Desde aquí, la muralla debió continuar por la calle Castelar, la plaza de Molviedro, algún giro por aquí, alguna revirá por allá, nos vamos por la calle Santas Patronas, y así hasta llegar a la actual Reyes Católicos, que por entonces no estaba. Y en la unión de esta última con las calles Gravina y Zaragoza, estuvo la puerta de Triana, que primero se llamó puerta Trina, por poseer tres arcos (la única que los tuvo), pero rápidamente su nombre derivó en Triana por tratarse, evidentemente, de la comunicación natural entre Sevilla y el arrabal de Triana a través del puente de barcas.

Con ese diseño, tres arcos y su origen almorávide, debió ser la puerta más hermosa de todas, pero como no encuentro ningún documento que me lo confirme, me limitaré simplemente a imaginarlo y, por supuesto, creerlo.

Pero no por su originalidad y belleza se libró de su demolición, y allá por 1588, fue derribada y vuelta a construir de estilo renacentista, según proyecto y traza (hoy hay que decir diseño) de Juan de Herrera, cuya autoría no justifica la previa demolición. Claro que, seguramente y como en otros casos, las necesidades de una ciudad que crecía o los cambios de gusto de los mandatarios, fueron suficiente justificación para los derribos.

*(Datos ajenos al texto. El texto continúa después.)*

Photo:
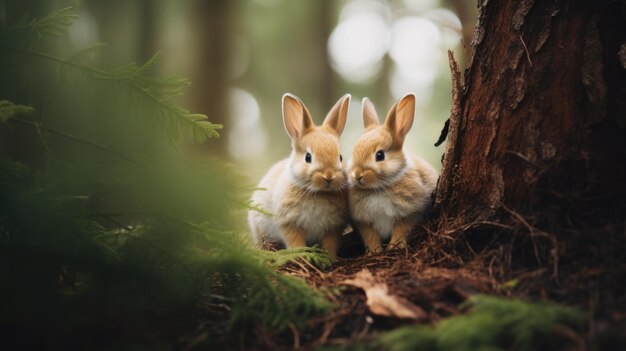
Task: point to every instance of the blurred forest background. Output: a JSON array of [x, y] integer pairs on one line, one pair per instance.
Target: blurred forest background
[[107, 220], [241, 56]]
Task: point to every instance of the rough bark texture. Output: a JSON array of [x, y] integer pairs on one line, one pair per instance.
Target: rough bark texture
[[540, 127]]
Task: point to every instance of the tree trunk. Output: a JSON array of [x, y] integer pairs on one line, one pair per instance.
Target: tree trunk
[[210, 81], [541, 118], [537, 138]]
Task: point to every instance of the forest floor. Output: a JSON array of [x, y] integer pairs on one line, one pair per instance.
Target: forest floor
[[430, 280]]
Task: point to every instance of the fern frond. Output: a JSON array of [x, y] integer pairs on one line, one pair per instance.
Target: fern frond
[[315, 255]]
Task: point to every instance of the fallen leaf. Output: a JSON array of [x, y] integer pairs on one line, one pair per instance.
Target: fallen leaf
[[381, 302]]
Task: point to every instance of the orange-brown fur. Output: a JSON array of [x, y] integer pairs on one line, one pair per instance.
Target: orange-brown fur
[[308, 201], [389, 197]]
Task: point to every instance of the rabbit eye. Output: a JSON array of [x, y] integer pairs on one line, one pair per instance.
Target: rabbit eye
[[380, 155]]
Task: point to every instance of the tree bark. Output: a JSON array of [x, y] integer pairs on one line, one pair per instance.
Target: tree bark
[[538, 129]]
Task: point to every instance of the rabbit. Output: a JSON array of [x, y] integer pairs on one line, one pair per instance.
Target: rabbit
[[390, 190], [304, 198]]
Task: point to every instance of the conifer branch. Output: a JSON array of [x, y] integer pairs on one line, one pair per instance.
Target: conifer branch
[[44, 129], [201, 129]]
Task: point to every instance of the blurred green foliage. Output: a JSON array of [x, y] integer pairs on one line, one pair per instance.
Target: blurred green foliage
[[112, 233]]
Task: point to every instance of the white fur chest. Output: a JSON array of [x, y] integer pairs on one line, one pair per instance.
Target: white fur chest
[[316, 216], [380, 211]]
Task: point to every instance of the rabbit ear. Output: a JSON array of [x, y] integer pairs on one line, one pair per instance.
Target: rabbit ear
[[370, 117], [400, 118], [296, 117], [338, 114]]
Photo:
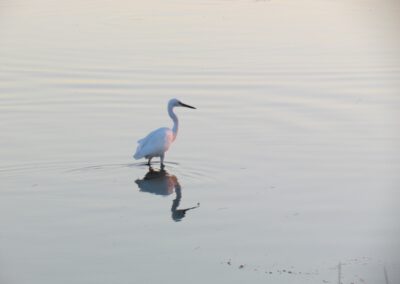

De la primitiva puerta nos queda la señalización de su exacta ubicación, según se aprecia en los cambios del color del pavimento en ese cruce de calles, así como el ancho de su arco que coincide, parece ser, con el de la actual calzada. 

Los cambios de color en el pavimento indican el emplazamiento que tuvo la puerta.
Y también el lejano recuerdo a otras épocas en el nombre de un Café, desde donde intento imaginar la estampa que más abajo reproduzco, sin conseguirlo, claro, y es que por más que miro, lo único que veo es un establecimiento de venta de hamburguesas en la acera de enfrente.


Pero vuelvo a la historia. Esta Puerta de Triana se construyó con un solo cuerpo, un gran arco de medio punto y columnas de fustes estriados flanqueándolo. Sobre el arco, una espaciosa cornisa servia de balcón corrido, bajo el cual una lápida decía:

Siendo poderosísimo rey de las Españas y de nuestras provincias
por la parte del orbe Felipe II, el amplísimo regimiento de Sevilla juzgó deber,
ser adornada esta puerta nueva de Triana, puesta en nuevo sitio,
favoreciendo la obra y asistiendo a su perfección
Don Juan Hurtado de Mendoza y Guzmán, Conde de Orgaz,
superior vigilantísimo de la misma floreciente ciudad 
en el año de la salud cristiana de 1588

El espacio entre las dos fachadas, intramuros y extramuros, fue aprovechado para disponer unas dependencias, denominadas el Castillo, que sirvieron de celdas para reos de carácter político y elevada alcurnia.

Así fue la segunda puerta de Triana. Seguramente faltaba poco para que la derribaran.

Termino aquí la primera etapa de este paseo; más tarde me encaminaré por la calle Gravina, a cuyo término está la puerta Real, inicio de la siguiente etapa.